(TNS) -- As the Camden County Commission considers a contract proposal from Huber & Associates to fully manage its Information Technology (IT) network and administration, both sides are in agreement that one ongoing issue needs to be addressed immediately.
Presiding Commissioner Greg Hasty learned that the county has not been backing up sensitive network data and files to a secure off-site location when he met with two Huber associates and newly-appointed Auditor Jimmy Laughlin on Monday morning. Associate commissioners Bev Thomas and Don Williams were not present.
"Until we get this contract in place we are not backing up off-site from this building," Huber's Clayton Shepard said. "Right now everything is being backed up in two places, in case something happened, but under the contract, that all changes and we would back up to our office."
Shepard explained that one of the county's most important midrange servers - a high-powered, multi-purpose operating system designed for business applications, known as the AS/400, and used by the collector's office for property tax bills - is currently being backed up on physical tapes that are stored in a fireproof safe in the basement of the administration building, while the county's other servers and data files are backed up on the actual hardware.
"Honestly, I didn't know we were doing that and I believe we need to make a step on that right away," Hasty said. "That needs to be on an agenda for a meeting, immediately, before the end of the week."
The Huber representatives said they could add the backup work to the county's current billing statement, which is contracted on an hourly basis for the work needed.
Huber officially proposed a full-time, all-inclusive contract last week, but the commission wanted to seek a legal opinion from County Attorney Charles McElyea regarding the potential need to request for qualifications and undergo a bidding process.
It was unclear whether or not guidelines to obtain qualifications and bids had to be applied to a professional service such as IT administration before signing a contract.
The Huber representatives suggested still using tapes, but encrypting them first, and then moving them to a secure location, either at a county-owned property or in a lock box at a local bank. The county currently does not have an encryption drive for the tapes.
"Can we do that immediately? That, really we should do," Laughlin commented. "My only concern is if something happens, you're really hanging out there. It's way risky."
Laughlin said that the problem with storing the tapes in a fire-proof safe is that if a fire occurred, the water from the sprinkler system would damage the tapes if the safe isn't also waterproof.
Another issue Laughlin mentioned was backing up data at another county property that could be affected by a tornado or other major natural disaster, and suggested using a bank in Osage Beach if the county decides to go that route.
The Huber representatives said that they would set up a back-up cloud at their Jefferson City office to locally route the data safely and store in a place that's easily accessible by technicians, should systems ever go down again like they did in September 2016. An alleged security breach and subsequent confiscation of servers by the FBI caused a shutdown in network systems, email and phones.
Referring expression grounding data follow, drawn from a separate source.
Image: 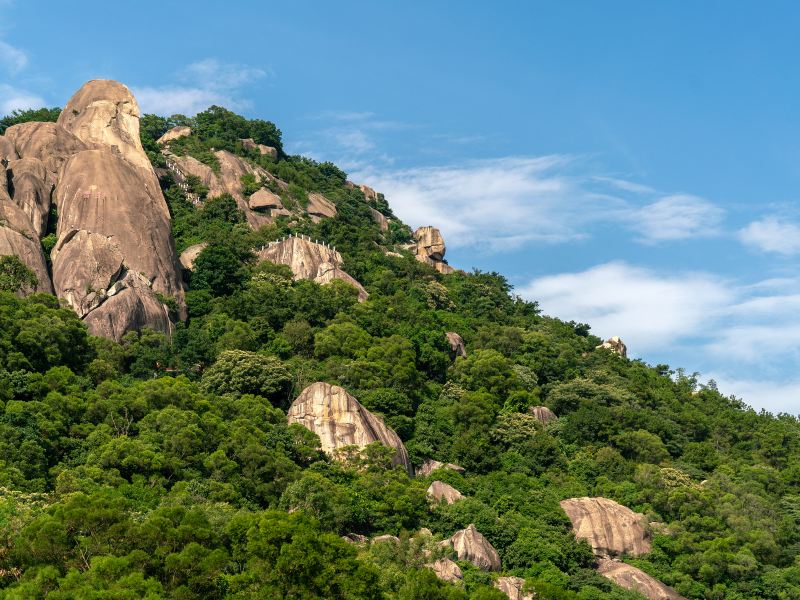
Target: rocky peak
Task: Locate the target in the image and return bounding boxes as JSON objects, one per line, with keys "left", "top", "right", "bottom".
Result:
{"left": 287, "top": 382, "right": 411, "bottom": 473}
{"left": 560, "top": 497, "right": 651, "bottom": 557}
{"left": 597, "top": 336, "right": 627, "bottom": 358}
{"left": 447, "top": 524, "right": 501, "bottom": 571}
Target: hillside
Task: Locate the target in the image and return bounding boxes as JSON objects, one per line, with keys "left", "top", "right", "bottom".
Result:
{"left": 0, "top": 80, "right": 798, "bottom": 599}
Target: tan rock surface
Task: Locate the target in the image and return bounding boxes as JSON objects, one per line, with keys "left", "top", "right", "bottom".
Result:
{"left": 287, "top": 382, "right": 411, "bottom": 473}
{"left": 3, "top": 121, "right": 89, "bottom": 180}
{"left": 426, "top": 558, "right": 463, "bottom": 583}
{"left": 598, "top": 560, "right": 684, "bottom": 600}
{"left": 560, "top": 497, "right": 650, "bottom": 557}
{"left": 597, "top": 336, "right": 627, "bottom": 358}
{"left": 369, "top": 207, "right": 389, "bottom": 231}
{"left": 5, "top": 158, "right": 52, "bottom": 237}
{"left": 257, "top": 236, "right": 368, "bottom": 301}
{"left": 413, "top": 226, "right": 455, "bottom": 274}
{"left": 427, "top": 481, "right": 464, "bottom": 504}
{"left": 448, "top": 524, "right": 501, "bottom": 571}
{"left": 529, "top": 405, "right": 558, "bottom": 426}
{"left": 241, "top": 137, "right": 277, "bottom": 158}
{"left": 494, "top": 576, "right": 534, "bottom": 600}
{"left": 307, "top": 192, "right": 337, "bottom": 221}
{"left": 372, "top": 535, "right": 400, "bottom": 545}
{"left": 0, "top": 227, "right": 53, "bottom": 293}
{"left": 157, "top": 126, "right": 191, "bottom": 145}
{"left": 248, "top": 188, "right": 283, "bottom": 210}
{"left": 446, "top": 332, "right": 467, "bottom": 358}
{"left": 417, "top": 459, "right": 465, "bottom": 477}
{"left": 179, "top": 243, "right": 208, "bottom": 271}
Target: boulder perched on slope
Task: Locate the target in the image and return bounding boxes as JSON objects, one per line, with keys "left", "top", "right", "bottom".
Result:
{"left": 528, "top": 405, "right": 558, "bottom": 426}
{"left": 560, "top": 497, "right": 651, "bottom": 557}
{"left": 427, "top": 481, "right": 464, "bottom": 504}
{"left": 157, "top": 125, "right": 191, "bottom": 145}
{"left": 597, "top": 336, "right": 627, "bottom": 358}
{"left": 426, "top": 558, "right": 463, "bottom": 583}
{"left": 598, "top": 559, "right": 684, "bottom": 600}
{"left": 287, "top": 382, "right": 411, "bottom": 473}
{"left": 447, "top": 524, "right": 501, "bottom": 571}
{"left": 417, "top": 459, "right": 465, "bottom": 477}
{"left": 445, "top": 332, "right": 467, "bottom": 358}
{"left": 413, "top": 226, "right": 455, "bottom": 274}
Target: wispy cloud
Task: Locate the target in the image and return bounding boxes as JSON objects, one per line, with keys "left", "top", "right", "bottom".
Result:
{"left": 739, "top": 216, "right": 800, "bottom": 256}
{"left": 623, "top": 194, "right": 725, "bottom": 244}
{"left": 0, "top": 39, "right": 27, "bottom": 74}
{"left": 133, "top": 59, "right": 268, "bottom": 116}
{"left": 0, "top": 83, "right": 45, "bottom": 114}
"That's something we can do on the fly now. We can bill that into the statement of work to get the AS/400 off-site as well," Shepard said. "The big need coming up is getting somebody on site as things are starting to get better around here. People are wanting more and more. As we grow users are needing more help."
Hasty recommended Huber send the commission an email with the proposed backup work to begin this week and said he would place the item on an upcoming agenda for a full vote with his fellow commissioners present.
According to an agenda sheet received Monday after the meeting, the commission will discuss the off-site backup as well as "computer services - request for qualifications" on Thursday, June 29.
"We had a nuclear explosion that was getting ready to happen here, it was going to happen," Hasty said. "We were in a horrific condition. Unbelievable. This county government can never ever be in a position that we were put in last fall. That could never occur again."